The Lake District Foundation’s Sarah Swindley said: “The national park is free to enjoy, but not free to maintain. Together, we are on a mission to raise awareness of how the giving process is both simple but vital. We are in the early stages of rolling out contactless donation points so those people who do wish to contribute to the national park’s beauty can do so in a more simple and secure way than ever before.

"As we increasingly carry fewer coins, we hope contactless card donation terminals will help this vital income stream to continue, inspired by the stunning views shared online via social media. We’re aiming to have the chosen locations form a “green insta-trail“, which means each place would be accessible by leaving no carbon footprint. Aira Force, Bassenthwaite, Scafell Pike and Blencathra are among many possible inclusions”.

The Instamap leaflets, which are currently in the design stages and likely to be printed ahead of the summer season, will feature a series of recommended places to visit where great memories can be captured and uploaded to social media. Locations being considered for inclusion on the map are all beauty spots which are reachable by using sustainable transport.

Contactless donation boxes were installed at the Keswick and Ullswater Tourist Information Centres in April, where it’s hoped visitors will donate and inspire their followers online to do the same during future visits.

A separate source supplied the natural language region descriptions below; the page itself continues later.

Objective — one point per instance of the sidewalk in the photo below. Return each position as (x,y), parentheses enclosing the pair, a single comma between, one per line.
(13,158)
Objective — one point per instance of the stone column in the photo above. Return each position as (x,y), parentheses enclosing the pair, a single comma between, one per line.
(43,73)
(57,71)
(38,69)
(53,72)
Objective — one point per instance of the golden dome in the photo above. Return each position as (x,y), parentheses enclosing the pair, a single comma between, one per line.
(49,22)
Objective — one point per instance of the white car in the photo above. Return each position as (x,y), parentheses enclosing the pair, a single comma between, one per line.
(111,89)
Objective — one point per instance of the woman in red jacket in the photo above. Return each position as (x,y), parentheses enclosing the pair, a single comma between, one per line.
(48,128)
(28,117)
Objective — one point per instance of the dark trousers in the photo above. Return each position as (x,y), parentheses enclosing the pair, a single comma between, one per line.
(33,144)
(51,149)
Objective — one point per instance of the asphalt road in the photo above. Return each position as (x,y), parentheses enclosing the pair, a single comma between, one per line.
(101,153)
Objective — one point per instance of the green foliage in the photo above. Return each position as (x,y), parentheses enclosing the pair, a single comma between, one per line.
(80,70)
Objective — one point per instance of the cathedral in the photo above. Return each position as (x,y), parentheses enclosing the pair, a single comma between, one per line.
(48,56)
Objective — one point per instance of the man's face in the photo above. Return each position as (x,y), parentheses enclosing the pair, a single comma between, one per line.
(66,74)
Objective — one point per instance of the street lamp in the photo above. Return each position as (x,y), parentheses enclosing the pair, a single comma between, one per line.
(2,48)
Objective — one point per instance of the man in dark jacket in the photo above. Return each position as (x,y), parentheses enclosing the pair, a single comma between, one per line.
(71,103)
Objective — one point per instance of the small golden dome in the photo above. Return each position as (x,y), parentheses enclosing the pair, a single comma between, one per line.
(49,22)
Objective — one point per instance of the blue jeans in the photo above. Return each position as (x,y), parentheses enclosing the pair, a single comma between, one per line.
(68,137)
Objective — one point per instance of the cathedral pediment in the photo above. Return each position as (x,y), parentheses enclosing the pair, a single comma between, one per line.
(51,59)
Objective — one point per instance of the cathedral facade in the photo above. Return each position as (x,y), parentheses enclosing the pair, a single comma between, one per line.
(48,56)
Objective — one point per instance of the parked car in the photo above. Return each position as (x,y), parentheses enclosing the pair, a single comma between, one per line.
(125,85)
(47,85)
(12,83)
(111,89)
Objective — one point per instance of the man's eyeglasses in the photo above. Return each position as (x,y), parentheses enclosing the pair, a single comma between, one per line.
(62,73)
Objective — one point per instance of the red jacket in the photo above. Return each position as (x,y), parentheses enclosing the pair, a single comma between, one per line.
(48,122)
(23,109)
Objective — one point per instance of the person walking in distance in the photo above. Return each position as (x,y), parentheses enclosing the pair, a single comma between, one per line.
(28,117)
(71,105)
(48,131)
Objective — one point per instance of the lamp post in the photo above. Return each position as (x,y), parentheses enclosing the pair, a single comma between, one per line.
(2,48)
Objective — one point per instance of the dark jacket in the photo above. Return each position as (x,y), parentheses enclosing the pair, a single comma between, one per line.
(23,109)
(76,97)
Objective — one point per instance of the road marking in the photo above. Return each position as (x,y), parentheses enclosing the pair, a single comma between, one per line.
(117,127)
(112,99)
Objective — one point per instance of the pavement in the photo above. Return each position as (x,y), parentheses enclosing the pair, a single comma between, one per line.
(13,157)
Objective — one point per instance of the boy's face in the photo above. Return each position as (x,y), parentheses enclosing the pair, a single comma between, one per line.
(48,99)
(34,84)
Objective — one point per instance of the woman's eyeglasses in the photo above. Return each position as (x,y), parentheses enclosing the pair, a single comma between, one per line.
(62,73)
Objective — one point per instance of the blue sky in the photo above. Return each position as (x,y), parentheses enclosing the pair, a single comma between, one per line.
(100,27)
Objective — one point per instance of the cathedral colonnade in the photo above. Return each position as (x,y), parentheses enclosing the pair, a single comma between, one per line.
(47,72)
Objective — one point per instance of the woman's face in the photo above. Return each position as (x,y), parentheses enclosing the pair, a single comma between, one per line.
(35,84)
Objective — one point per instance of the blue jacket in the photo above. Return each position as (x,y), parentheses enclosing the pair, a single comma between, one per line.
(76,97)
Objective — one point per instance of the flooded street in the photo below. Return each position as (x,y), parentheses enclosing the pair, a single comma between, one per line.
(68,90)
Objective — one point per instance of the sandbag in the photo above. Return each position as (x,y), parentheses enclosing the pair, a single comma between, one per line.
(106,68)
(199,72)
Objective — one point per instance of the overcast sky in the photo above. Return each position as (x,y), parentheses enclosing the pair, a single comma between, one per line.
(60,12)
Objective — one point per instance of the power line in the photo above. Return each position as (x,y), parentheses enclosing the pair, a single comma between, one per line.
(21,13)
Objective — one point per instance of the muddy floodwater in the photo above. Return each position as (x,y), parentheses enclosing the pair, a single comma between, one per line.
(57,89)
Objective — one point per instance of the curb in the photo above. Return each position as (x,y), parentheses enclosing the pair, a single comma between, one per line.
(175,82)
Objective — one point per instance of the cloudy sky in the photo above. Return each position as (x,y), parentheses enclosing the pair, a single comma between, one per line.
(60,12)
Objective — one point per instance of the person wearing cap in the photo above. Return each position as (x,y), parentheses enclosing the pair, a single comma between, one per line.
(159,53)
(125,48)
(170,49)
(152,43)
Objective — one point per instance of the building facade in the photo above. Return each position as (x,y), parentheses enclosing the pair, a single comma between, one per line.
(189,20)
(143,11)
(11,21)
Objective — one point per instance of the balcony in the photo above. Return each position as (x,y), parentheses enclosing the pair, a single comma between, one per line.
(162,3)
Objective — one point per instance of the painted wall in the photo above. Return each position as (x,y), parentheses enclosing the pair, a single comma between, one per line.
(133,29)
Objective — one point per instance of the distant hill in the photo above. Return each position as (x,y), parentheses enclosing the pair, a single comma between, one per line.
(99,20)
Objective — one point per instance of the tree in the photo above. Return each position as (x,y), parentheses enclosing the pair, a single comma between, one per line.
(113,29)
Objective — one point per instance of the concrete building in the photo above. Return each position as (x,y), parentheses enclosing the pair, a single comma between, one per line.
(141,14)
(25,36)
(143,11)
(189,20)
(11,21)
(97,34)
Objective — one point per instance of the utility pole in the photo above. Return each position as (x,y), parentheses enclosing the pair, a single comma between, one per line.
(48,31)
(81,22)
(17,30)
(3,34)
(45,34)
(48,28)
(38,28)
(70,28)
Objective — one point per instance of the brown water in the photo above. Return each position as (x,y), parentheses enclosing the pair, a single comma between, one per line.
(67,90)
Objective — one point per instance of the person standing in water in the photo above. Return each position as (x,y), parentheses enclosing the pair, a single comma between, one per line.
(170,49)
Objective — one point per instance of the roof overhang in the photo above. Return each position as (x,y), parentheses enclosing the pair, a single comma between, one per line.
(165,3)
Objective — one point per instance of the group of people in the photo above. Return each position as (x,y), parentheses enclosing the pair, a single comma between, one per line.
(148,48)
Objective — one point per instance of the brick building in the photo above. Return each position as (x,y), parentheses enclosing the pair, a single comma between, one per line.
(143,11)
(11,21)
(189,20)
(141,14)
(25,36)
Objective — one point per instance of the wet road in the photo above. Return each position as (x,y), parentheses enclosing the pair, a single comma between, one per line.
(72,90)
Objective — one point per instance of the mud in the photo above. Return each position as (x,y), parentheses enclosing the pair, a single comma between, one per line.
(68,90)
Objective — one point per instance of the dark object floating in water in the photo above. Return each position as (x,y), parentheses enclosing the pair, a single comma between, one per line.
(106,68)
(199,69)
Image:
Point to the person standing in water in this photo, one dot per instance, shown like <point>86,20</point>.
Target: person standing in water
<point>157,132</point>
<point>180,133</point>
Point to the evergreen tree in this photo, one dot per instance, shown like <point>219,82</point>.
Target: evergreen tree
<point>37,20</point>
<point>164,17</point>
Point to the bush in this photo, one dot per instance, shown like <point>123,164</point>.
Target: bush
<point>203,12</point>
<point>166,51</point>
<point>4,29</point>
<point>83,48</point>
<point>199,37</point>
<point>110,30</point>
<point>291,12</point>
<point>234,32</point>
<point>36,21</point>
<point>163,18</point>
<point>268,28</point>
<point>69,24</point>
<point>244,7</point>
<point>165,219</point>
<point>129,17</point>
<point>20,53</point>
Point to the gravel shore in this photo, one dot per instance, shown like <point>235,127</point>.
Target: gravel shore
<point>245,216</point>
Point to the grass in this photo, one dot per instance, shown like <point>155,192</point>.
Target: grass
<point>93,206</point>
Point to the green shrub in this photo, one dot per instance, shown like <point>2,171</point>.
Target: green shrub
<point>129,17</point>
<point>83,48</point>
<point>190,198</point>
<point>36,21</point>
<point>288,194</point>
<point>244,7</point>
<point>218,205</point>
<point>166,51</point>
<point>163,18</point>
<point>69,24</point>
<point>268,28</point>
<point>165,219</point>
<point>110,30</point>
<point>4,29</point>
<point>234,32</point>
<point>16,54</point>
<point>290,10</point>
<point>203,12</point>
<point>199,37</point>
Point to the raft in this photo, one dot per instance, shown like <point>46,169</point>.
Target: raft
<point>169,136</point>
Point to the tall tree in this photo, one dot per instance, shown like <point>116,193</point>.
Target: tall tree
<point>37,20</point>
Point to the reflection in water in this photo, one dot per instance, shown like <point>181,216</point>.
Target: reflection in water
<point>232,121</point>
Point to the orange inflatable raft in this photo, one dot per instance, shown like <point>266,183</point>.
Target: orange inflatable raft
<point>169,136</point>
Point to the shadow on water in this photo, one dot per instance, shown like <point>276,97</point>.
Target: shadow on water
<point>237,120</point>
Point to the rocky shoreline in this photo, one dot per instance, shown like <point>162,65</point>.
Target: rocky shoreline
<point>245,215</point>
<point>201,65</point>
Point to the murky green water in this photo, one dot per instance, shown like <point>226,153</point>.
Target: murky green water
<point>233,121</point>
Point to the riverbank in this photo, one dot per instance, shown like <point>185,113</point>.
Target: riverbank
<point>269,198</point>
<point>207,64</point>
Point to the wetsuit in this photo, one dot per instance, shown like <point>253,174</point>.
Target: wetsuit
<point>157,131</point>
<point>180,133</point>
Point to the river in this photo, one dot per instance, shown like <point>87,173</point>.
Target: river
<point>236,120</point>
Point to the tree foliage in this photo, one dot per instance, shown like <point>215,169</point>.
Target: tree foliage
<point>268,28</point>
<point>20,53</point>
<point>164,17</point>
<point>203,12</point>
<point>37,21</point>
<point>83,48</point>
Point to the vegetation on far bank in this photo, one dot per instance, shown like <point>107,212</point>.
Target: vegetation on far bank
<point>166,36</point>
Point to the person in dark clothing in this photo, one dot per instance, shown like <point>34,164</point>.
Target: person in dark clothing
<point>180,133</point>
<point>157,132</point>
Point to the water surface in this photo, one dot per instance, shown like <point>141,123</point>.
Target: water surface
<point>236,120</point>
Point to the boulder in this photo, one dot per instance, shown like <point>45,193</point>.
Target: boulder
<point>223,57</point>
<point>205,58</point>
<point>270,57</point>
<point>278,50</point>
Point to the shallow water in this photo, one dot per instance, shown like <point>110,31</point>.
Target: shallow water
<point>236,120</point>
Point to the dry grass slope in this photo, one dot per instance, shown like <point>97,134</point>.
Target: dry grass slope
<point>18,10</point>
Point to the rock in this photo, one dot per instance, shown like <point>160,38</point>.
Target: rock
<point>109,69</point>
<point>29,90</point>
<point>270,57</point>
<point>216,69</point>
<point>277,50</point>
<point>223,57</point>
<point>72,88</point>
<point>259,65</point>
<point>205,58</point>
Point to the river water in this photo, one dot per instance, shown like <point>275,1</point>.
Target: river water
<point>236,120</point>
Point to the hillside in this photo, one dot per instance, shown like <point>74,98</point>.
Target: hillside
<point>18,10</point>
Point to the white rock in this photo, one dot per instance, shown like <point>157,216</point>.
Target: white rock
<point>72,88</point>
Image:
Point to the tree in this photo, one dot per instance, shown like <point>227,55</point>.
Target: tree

Sarah added: “The natural beauty that we enjoy in can only take care of itself to a certain point. We urge all our visitors to take a few moments to understand that this World Heritage Site only looks the way it does thanks to hard work and commitment.

"We hope that by spreading images of this beauty on social media, more people will be inspired to contribute towards that beauty.”

Plans to create the Instamap were born from the partnership’s involvement in the ‘Rethinking Parks’ programme by NESTA, a global innovation foundation which supports new ideas to tackle 21st century challenges.